PNH is a serious illness. Pregnant women with PNH and their fetuses have high rates of morbidity and mortality during pregnancy and the postpartum period. There are no adequate and well-controlled studies of Soliris in pregnant women. Soliris, a recombinant IgG molecule (humanized anti-C5 antibody), is expected to cross the placenta. Animal studies using a mouse analogue of the Soliris molecule (murine anti-C5 antibody) showed increased rates of developmental abnormalities and an increased rate of dead and moribund offspring at doses 2-8 times the human dose. Soliris should be used during pregnancy only if the potential benefit justifies the potential risk to the fetus.
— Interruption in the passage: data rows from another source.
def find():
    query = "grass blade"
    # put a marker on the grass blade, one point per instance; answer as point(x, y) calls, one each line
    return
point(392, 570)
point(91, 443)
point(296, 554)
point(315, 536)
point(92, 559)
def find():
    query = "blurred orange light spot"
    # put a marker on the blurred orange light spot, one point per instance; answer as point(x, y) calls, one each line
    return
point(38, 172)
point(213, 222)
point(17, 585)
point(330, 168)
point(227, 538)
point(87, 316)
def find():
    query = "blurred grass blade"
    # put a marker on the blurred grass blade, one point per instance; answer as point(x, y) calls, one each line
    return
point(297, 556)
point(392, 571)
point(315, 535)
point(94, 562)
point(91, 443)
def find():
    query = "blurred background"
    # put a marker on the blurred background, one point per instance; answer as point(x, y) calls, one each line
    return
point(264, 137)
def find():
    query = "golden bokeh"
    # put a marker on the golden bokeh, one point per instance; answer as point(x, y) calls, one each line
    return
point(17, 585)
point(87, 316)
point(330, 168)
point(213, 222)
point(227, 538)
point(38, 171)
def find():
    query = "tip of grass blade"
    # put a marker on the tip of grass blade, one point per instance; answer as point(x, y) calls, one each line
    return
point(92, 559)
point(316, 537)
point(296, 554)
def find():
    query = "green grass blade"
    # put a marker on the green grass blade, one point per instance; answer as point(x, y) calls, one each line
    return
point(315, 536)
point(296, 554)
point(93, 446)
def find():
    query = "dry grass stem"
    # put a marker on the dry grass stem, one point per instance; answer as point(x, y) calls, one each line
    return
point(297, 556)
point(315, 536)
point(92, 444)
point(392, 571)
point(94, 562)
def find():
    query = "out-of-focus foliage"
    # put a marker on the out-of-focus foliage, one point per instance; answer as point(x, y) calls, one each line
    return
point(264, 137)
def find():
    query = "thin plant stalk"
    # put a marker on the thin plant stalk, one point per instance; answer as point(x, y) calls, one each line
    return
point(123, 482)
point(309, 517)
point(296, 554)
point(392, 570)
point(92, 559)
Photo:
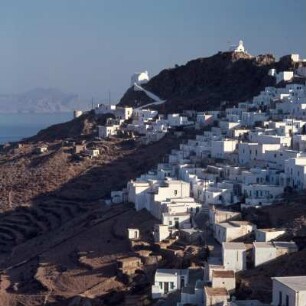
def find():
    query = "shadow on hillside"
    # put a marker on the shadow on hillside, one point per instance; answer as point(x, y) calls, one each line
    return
point(51, 210)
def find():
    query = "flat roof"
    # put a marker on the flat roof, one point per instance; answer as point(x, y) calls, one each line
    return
point(233, 245)
point(188, 290)
point(223, 273)
point(165, 272)
point(216, 291)
point(297, 283)
point(263, 244)
point(284, 244)
point(270, 230)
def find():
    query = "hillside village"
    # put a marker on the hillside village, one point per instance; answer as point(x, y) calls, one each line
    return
point(242, 157)
point(188, 231)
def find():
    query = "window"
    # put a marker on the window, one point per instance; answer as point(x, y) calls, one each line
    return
point(280, 298)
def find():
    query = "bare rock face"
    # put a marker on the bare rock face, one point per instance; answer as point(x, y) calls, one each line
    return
point(205, 83)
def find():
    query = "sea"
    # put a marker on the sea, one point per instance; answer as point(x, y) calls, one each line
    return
point(14, 127)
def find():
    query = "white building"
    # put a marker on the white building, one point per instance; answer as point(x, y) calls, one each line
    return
point(225, 278)
point(108, 130)
point(268, 234)
point(266, 251)
point(175, 120)
point(219, 216)
point(220, 148)
point(284, 76)
point(140, 78)
point(289, 291)
point(234, 256)
point(177, 220)
point(215, 296)
point(161, 232)
point(295, 173)
point(169, 280)
point(133, 233)
point(237, 48)
point(232, 230)
point(261, 194)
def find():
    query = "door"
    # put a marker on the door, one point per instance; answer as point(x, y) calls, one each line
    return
point(166, 287)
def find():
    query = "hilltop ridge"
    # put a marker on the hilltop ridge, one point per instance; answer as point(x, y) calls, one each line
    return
point(206, 83)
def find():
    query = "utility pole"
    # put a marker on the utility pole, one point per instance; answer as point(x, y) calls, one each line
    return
point(109, 98)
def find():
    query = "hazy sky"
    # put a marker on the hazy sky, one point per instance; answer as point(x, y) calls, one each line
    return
point(92, 46)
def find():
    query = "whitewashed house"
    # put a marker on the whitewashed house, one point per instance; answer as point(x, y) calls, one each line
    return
point(234, 256)
point(177, 220)
point(220, 148)
point(266, 251)
point(268, 234)
point(215, 296)
point(225, 279)
point(295, 173)
point(232, 230)
point(175, 120)
point(137, 193)
point(105, 131)
point(133, 233)
point(219, 215)
point(169, 280)
point(161, 232)
point(284, 76)
point(261, 194)
point(140, 78)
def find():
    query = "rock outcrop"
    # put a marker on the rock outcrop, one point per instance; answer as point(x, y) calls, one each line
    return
point(202, 84)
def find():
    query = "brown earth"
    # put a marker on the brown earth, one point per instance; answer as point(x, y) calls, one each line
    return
point(57, 239)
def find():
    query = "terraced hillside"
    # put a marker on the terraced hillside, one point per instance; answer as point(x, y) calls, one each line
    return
point(49, 201)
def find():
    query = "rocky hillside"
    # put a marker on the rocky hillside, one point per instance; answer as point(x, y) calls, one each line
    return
point(205, 83)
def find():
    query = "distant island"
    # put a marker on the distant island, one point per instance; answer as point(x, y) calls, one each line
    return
point(40, 100)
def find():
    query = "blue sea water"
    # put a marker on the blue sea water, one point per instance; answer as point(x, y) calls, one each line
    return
point(14, 127)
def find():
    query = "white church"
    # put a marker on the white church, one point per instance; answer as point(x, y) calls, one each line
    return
point(139, 78)
point(237, 48)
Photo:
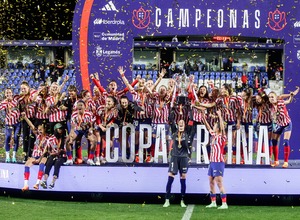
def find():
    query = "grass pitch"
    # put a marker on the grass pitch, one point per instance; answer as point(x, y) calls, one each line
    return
point(17, 208)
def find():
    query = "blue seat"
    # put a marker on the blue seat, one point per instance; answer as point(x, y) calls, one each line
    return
point(31, 83)
point(196, 79)
point(71, 72)
point(263, 69)
point(134, 74)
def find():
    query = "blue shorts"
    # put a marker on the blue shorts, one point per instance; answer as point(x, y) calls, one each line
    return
point(216, 169)
point(167, 129)
point(82, 132)
point(280, 129)
point(246, 125)
point(178, 164)
point(137, 123)
point(270, 126)
point(233, 125)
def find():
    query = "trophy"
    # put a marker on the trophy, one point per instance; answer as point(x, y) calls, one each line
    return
point(181, 87)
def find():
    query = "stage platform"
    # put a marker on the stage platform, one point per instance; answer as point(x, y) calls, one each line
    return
point(152, 178)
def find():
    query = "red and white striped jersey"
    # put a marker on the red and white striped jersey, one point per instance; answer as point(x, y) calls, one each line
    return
point(27, 104)
point(264, 115)
point(82, 122)
point(280, 113)
point(100, 100)
point(161, 110)
point(106, 117)
point(54, 144)
point(55, 115)
point(217, 147)
point(247, 109)
point(196, 113)
point(39, 145)
point(41, 109)
point(141, 99)
point(180, 113)
point(229, 106)
point(12, 112)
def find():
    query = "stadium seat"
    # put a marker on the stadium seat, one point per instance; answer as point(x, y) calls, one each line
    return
point(228, 79)
point(223, 80)
point(200, 80)
point(71, 72)
point(218, 81)
point(263, 69)
point(31, 83)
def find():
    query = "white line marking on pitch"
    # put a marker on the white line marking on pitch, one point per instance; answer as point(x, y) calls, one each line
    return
point(188, 212)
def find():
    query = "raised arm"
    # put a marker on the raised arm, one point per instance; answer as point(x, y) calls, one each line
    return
point(97, 83)
point(28, 122)
point(122, 74)
point(206, 123)
point(161, 75)
point(222, 127)
point(291, 96)
point(63, 84)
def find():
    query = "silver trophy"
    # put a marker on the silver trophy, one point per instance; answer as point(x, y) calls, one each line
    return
point(181, 86)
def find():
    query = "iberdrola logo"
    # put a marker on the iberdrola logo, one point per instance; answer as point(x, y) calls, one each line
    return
point(277, 20)
point(141, 18)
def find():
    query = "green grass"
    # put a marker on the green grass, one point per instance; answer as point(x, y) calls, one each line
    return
point(17, 208)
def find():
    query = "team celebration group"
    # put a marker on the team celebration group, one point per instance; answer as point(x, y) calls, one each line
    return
point(53, 123)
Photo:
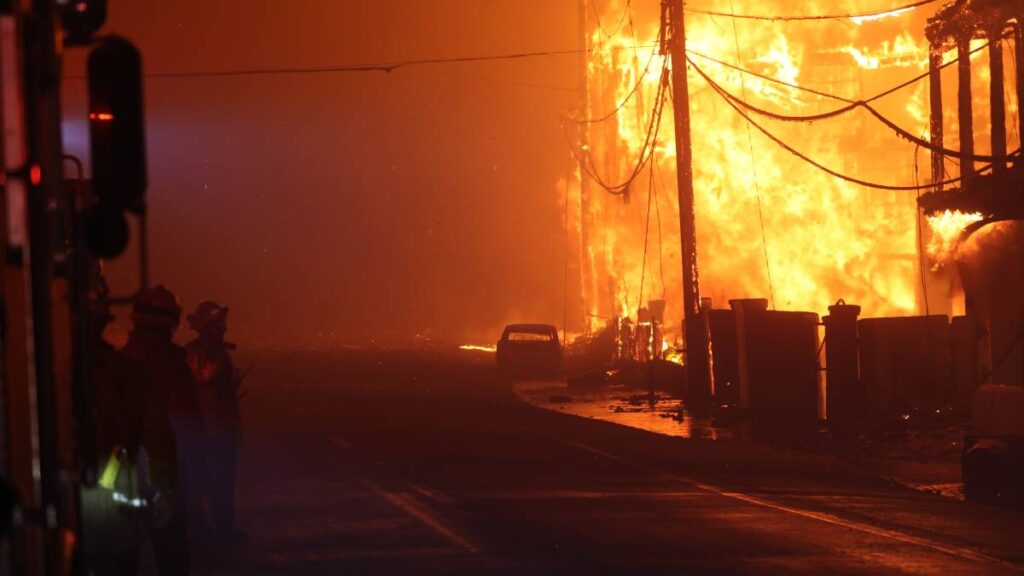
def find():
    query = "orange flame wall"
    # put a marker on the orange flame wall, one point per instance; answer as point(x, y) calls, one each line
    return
point(824, 239)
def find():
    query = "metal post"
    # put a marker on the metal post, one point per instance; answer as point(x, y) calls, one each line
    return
point(997, 104)
point(935, 86)
point(587, 273)
point(697, 353)
point(966, 111)
point(1019, 48)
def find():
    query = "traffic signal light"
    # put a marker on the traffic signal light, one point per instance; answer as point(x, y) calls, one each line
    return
point(81, 18)
point(118, 140)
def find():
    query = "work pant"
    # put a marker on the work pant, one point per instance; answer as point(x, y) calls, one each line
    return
point(113, 534)
point(170, 544)
point(223, 471)
point(194, 475)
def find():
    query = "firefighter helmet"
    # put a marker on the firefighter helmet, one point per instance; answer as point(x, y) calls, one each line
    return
point(208, 313)
point(156, 307)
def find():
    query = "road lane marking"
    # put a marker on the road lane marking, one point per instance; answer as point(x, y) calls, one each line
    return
point(428, 493)
point(413, 507)
point(958, 551)
point(574, 495)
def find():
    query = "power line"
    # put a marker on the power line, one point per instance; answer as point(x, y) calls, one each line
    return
point(754, 169)
point(600, 26)
point(810, 160)
point(646, 151)
point(363, 68)
point(633, 91)
point(852, 105)
point(853, 16)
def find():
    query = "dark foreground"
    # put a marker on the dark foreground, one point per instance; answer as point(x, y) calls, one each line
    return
point(372, 463)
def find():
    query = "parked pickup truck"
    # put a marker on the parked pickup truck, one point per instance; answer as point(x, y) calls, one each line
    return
point(529, 352)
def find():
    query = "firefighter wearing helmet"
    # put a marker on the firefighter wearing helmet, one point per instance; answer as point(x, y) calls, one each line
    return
point(217, 386)
point(137, 463)
point(156, 316)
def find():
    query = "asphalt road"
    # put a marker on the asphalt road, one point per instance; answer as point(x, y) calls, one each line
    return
point(412, 463)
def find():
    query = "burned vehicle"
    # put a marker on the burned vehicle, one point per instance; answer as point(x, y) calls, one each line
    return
point(529, 351)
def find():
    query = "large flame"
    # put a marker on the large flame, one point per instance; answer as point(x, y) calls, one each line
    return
point(817, 238)
point(947, 228)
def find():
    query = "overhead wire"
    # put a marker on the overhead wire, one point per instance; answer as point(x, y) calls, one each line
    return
point(851, 16)
point(852, 105)
point(646, 151)
point(360, 68)
point(600, 25)
point(816, 164)
point(754, 168)
point(626, 99)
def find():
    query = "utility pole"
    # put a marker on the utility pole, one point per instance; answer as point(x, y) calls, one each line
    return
point(697, 352)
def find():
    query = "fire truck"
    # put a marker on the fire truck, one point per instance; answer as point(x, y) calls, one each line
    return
point(54, 221)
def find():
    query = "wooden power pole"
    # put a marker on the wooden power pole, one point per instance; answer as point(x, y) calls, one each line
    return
point(697, 351)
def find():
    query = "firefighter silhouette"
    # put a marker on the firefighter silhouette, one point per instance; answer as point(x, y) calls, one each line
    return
point(137, 467)
point(156, 315)
point(217, 387)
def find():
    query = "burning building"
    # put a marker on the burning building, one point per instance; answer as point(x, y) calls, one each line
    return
point(769, 223)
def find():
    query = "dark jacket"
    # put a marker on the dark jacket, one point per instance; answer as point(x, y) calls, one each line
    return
point(166, 361)
point(216, 382)
point(129, 413)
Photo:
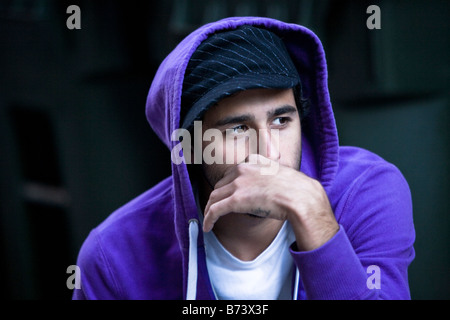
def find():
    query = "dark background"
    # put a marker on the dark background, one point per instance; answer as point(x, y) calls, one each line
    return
point(75, 144)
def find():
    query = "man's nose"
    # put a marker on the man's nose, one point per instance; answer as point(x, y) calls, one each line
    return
point(269, 143)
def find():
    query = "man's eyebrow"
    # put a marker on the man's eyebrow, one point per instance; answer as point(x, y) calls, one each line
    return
point(235, 119)
point(281, 110)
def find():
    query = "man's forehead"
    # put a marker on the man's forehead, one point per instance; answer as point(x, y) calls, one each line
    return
point(253, 102)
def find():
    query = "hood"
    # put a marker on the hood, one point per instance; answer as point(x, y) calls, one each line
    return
point(319, 135)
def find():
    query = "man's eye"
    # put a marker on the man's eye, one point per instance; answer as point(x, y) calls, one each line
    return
point(280, 121)
point(239, 129)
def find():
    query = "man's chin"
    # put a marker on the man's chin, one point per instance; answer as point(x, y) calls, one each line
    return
point(254, 216)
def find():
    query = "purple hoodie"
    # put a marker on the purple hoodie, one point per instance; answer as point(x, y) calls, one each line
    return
point(152, 247)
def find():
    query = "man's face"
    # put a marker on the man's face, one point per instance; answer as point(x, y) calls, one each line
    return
point(270, 114)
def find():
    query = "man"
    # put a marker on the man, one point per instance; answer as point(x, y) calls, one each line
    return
point(328, 222)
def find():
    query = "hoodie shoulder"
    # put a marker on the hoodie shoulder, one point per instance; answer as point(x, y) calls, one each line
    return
point(134, 253)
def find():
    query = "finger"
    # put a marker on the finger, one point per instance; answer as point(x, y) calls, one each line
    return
point(215, 212)
point(219, 194)
point(229, 175)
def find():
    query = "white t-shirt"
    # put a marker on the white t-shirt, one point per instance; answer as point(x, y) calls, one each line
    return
point(268, 277)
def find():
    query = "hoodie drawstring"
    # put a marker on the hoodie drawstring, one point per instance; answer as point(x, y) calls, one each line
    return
point(296, 283)
point(191, 293)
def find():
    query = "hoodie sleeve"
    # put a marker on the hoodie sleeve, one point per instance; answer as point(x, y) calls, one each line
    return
point(97, 280)
point(369, 256)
Animal reproduction studies were conducted in mice using doses of a murine anti-C5 antibody that approximated 2-4 times (low dose) and 4-8 times (high dose) the recommended human Soliris dose, based on a body weight comparison. When animal exposure to the antibody occurred in the time period from before mating until early gestation, no decrease in fertility or reproductive performance was observed. When maternal exposure to the antibody occurred during organogenesis, two cases of retinal dysplasia and one case of umbilical hernia were observed among 230 offspring born to mothers exposed to the higher antibody dose; however, the exposure did not increase fetal loss or neonatal death. When maternal exposure to the antibody occurred in the time period from implantation through weaning, a higher number of male offspring became moribund or died (1/25 controls, 2/25 low dose group, 5/25 high dose group). Surviving offspring had normal development and reproductive performance.

Labor and Delivery

No information is available on the effects of Soliris during labor and delivery.

Nursing Mothers

It is not known whether Soliris is secreted into human milk. IgG is excreted in human milk, so it is expected that Soliris will be present in human milk. However, published data suggest that breast milk antibodies do not enter the neonatal and infant circulation in substantial amounts. Caution should be exercised when Soliris is administered to a nursing woman. The unknown risks to the infant from gastrointestinal or limited systemic exposure to Soliris should be weighed against the known benefits of breastfeeding.

Pediatric Use

The safety and effectiveness of Soliris therapy in pediatric patients below the age of 18 have not been established.

Geriatric Use

In PNH studies, 15 patients 65 years of age or older were treated with Soliris. Although there were no apparent age-related differences observed in these studies, the number of patients aged 65 and over is not sufficient to determine whether they respond differently from younger patients.